Sunday 23 August 2015

Courageous Carding

My carding has become very circumscribed by convention over the last few years. Yesterday I took a baby step towards freeing my carding. With some grey alpaca as the bread I made a sandwich with scraps of merino from previous cardings, spun it, loved it and kept making more until I'd used the whole bag of scraps.


I've still got a long way to go. My next carding challenge is make every sandwich different and see what appears on the wheel
 Here's the single - with some silk too.
I soaked the single in hot soapy water then moved a plunger up and down to begin felting the single to stabilise the twist. I lost my rhythm every time the plunger stuck to the bottom of the bucket.
Then I removed the skein, pressed out the excess water, folded it in half, gently rubbed on Sunlight soap and felted the skein in a bamboo placemat NOT very much. As soon as the skein started to stick together, I reskeined the yarn, then rinsed it in cold water. It's easiest if I wind the skein off the bobbin onto the skein winder and then I use a niddy noddy for the second skeining. I found that I could get away without any more felting and reskeining.

I took out the saturated skein snapped it twice then hung it to dry. I always get quite wet during the snapping but it straightens out the yarn so well I don't mind. I hung it out sopping wet to dry without any weight.
The finished skein is soft, light and airy.

First shawl

and first knitting using a single ply. Is it a ply if it's single?
The merino came for Tracey White at Inspire Fibres. It had a multitude of colours that I didn't want to merge together so I spun trying to keep as much of one colour together as I could.

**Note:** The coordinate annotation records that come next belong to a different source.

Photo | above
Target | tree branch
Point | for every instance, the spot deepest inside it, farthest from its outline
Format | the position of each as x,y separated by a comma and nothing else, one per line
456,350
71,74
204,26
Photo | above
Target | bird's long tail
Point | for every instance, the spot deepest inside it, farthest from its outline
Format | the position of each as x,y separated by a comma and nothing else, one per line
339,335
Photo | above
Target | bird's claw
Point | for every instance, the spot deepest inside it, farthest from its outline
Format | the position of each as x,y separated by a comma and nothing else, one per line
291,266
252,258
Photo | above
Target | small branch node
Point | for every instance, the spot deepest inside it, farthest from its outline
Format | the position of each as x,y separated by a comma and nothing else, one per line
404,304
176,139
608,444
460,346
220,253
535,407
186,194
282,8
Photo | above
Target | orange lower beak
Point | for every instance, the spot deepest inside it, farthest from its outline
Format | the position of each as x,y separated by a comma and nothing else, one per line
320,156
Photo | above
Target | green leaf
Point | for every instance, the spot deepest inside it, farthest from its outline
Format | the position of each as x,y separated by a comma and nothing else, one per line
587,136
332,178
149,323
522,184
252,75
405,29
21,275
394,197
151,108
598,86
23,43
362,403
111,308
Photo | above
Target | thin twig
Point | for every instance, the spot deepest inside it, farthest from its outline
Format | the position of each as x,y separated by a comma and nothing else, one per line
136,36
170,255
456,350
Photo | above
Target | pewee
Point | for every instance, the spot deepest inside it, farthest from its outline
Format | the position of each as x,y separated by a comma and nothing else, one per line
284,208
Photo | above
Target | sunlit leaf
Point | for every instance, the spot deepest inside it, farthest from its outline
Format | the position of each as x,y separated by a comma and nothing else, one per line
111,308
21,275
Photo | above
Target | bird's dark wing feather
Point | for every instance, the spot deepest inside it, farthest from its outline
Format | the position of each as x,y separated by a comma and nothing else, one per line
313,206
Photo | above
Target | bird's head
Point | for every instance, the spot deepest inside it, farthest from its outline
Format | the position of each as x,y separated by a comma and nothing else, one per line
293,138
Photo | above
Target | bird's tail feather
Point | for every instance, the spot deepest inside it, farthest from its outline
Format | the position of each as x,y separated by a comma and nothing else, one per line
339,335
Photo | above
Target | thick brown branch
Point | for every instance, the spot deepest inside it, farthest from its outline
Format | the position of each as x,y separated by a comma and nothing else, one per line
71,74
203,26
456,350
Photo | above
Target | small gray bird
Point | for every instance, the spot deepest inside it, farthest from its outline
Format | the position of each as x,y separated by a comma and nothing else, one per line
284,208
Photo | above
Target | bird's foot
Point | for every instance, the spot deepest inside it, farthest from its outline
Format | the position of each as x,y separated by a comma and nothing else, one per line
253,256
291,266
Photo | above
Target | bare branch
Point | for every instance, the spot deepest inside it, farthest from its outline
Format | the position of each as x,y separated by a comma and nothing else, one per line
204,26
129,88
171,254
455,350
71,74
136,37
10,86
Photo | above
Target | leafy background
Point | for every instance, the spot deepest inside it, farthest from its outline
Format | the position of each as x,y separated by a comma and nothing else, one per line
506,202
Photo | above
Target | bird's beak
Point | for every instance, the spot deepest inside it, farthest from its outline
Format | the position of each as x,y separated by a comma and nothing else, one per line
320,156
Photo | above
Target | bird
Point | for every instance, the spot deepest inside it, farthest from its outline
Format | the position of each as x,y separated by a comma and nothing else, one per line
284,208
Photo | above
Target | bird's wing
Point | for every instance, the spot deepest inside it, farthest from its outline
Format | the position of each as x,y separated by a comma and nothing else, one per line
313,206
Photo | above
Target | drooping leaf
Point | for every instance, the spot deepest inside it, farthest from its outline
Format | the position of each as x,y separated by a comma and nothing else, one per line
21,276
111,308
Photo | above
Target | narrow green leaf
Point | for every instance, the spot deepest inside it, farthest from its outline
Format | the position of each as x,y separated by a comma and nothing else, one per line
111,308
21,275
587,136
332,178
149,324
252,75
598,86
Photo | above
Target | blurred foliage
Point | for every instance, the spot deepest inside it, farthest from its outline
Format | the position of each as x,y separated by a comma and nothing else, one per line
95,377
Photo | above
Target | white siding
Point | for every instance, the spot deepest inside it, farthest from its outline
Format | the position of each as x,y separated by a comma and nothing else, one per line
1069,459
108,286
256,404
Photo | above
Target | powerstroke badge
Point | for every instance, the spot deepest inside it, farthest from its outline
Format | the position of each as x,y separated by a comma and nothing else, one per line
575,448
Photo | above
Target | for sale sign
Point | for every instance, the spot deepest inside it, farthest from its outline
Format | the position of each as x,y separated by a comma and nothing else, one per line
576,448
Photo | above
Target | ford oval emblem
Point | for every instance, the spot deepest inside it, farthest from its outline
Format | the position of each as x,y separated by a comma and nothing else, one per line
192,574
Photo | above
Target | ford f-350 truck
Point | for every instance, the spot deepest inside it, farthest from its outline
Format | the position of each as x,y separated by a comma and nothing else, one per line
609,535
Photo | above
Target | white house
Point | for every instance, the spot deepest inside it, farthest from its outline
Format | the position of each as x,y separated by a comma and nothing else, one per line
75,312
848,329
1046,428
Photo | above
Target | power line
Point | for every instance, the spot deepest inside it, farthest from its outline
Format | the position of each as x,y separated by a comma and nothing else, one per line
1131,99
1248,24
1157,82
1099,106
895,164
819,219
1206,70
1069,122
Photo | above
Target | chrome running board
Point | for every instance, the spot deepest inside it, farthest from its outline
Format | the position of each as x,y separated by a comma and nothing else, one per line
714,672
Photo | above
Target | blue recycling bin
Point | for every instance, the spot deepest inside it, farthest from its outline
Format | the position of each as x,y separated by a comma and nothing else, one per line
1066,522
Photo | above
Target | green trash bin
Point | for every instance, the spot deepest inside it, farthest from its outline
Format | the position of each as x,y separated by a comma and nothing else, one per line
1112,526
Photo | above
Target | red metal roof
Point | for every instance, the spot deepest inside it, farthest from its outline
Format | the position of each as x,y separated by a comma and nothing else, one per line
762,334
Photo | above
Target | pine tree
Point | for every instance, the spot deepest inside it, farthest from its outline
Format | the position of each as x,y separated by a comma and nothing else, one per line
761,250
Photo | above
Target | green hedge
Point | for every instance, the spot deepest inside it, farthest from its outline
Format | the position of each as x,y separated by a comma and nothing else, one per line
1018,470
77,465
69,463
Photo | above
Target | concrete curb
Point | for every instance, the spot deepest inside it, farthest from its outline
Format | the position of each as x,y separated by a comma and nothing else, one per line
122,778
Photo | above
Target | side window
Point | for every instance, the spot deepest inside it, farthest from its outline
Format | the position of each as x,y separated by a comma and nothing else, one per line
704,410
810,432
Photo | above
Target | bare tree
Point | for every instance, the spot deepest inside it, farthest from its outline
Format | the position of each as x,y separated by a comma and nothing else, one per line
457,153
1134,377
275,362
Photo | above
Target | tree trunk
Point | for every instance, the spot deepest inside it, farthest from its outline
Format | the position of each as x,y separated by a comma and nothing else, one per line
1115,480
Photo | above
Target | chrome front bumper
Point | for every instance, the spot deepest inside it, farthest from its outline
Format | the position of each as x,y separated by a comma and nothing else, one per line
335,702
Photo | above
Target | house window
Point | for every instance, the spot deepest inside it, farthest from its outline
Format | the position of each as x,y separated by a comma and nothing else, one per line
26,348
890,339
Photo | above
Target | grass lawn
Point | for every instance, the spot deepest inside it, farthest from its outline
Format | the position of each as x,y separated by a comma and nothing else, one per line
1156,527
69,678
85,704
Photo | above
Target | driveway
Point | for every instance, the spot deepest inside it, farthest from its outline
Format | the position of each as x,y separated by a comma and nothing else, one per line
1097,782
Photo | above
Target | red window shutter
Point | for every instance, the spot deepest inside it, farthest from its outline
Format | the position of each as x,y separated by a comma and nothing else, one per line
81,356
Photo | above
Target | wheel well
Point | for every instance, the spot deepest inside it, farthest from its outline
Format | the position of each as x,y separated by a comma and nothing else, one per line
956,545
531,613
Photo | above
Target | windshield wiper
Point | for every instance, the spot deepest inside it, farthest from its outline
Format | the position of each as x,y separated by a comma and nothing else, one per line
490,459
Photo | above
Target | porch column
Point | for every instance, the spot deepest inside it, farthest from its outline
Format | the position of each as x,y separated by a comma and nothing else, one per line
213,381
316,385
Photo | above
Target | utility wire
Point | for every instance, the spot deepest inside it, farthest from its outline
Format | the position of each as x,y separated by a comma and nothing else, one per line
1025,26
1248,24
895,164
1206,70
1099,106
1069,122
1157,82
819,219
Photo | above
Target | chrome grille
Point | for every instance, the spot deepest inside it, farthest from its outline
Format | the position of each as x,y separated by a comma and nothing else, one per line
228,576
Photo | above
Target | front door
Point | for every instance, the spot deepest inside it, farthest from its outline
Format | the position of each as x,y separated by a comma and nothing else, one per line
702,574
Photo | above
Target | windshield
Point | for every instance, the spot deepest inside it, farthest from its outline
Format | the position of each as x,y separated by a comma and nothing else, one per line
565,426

This glorious fibre sat on its bobbin for months while I tried to decide how and what to do with it. After asking for ideas from the New Zealand Art Yarn community of Facebook I settled on a garter stitch shawl. 
The energy released as I took it off the winder.


I felted it slightly as I washed it then hung it to dry with a weight. Weight being a technical term for a plastic bottle of water. This works very well as you can adjust the amount of water in the bottle to give as much pull as you want.

Once I'd started knitting I realised I'd need more yarn so I spun some lavender merino. After soaking the shawl I pegged it to the line and gave it a few tugs downwards. I didn't have to weight it.

 I love it, so soft snuggly and versatile.

Wednesday 12 August 2015

Starting them young

Last week I was in Wellington playing with yarn with my grandchildren. They like weaving so we made cardboard looms out of the tops of pizza boxes. The kids, aged 6, 4 and 2, had fun choosing from art yarns I'd taken down.
Wearable art

Creativity flying as a butterfly

Creativity blossoming

 Another day we collected sticks and magically transformed them.